Let (M, gab) and (M′, g′ab) be (temporally oriented) relativistic spacetimes that are both future- and past-distinguishing, and let φ : M → M′ be a ≪-causal isomorphism. Then φ is a diffeomorphism and preserves gab up to a conformal factor; i.e. φ⋆(g′ab) is conformally equivalent to gab.

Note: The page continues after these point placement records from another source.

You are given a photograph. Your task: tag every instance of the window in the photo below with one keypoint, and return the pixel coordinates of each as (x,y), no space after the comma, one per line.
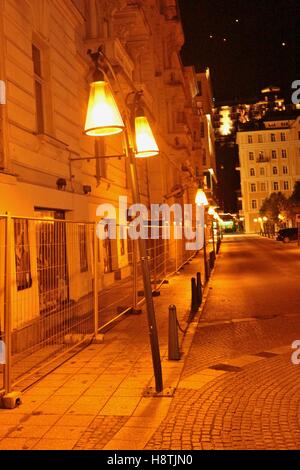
(181,117)
(38,89)
(202,130)
(22,254)
(82,248)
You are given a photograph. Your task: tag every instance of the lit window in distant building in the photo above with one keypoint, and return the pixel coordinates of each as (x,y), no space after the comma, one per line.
(226,121)
(202,130)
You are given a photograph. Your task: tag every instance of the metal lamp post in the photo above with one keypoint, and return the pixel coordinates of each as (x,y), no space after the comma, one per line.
(201,200)
(103,118)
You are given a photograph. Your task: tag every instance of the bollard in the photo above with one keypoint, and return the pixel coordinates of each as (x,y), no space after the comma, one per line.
(199,289)
(173,345)
(195,304)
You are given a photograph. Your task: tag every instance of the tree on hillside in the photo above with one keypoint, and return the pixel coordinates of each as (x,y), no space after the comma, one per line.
(274,205)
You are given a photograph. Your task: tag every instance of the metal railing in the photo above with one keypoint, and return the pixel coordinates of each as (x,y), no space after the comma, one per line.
(60,286)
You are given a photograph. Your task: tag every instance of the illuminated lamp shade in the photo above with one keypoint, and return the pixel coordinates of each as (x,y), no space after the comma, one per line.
(103,116)
(201,199)
(145,142)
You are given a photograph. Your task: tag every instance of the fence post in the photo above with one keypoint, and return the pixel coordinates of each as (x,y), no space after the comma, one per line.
(134,269)
(195,305)
(199,289)
(8,305)
(155,262)
(96,293)
(173,349)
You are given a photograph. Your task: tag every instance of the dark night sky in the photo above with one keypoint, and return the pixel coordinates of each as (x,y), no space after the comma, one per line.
(253,55)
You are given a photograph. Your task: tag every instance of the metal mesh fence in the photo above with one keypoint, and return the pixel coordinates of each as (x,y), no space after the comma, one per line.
(60,285)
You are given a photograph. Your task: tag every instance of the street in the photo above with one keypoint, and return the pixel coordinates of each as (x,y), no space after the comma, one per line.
(235,386)
(239,389)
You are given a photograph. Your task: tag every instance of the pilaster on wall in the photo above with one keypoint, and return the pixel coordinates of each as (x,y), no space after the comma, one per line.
(4,164)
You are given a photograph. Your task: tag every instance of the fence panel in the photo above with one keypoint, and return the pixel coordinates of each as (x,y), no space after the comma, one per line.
(51,291)
(55,275)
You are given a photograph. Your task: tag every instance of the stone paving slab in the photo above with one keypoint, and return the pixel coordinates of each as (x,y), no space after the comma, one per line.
(95,400)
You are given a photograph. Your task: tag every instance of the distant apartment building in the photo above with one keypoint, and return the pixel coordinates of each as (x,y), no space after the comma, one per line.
(269,156)
(47,181)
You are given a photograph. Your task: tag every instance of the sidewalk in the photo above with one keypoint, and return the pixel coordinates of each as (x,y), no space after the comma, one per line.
(94,401)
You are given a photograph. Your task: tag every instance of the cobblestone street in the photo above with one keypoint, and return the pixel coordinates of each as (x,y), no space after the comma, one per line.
(239,388)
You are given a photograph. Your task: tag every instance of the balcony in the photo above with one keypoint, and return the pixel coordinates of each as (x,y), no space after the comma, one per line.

Under the stated assumptions, φ must be a homeomorphism. If a spacetime (M, gab) is not just past and future distinguishing, but strongly causal, then one can explicitly characterize its (manifold) topology in terms of the relation ≪. In this case, a subset O ⊆ M is open iff, ∀ points p in O, ∃ points q and r in O such that q ≪ p ≪ r and I+(q) ∩ I(r) ⊆ O (Hawking and Ellis). So a ≪-causal isomorphism between two strongly causal spacetimes must certainly be a homeomorphism. Then one invokes a result of Hawking, King, and McCarthy that asserts, in effect, that any continuous ≪-causal isomorphism must be smooth and must preserve the metric up to a conformal factor.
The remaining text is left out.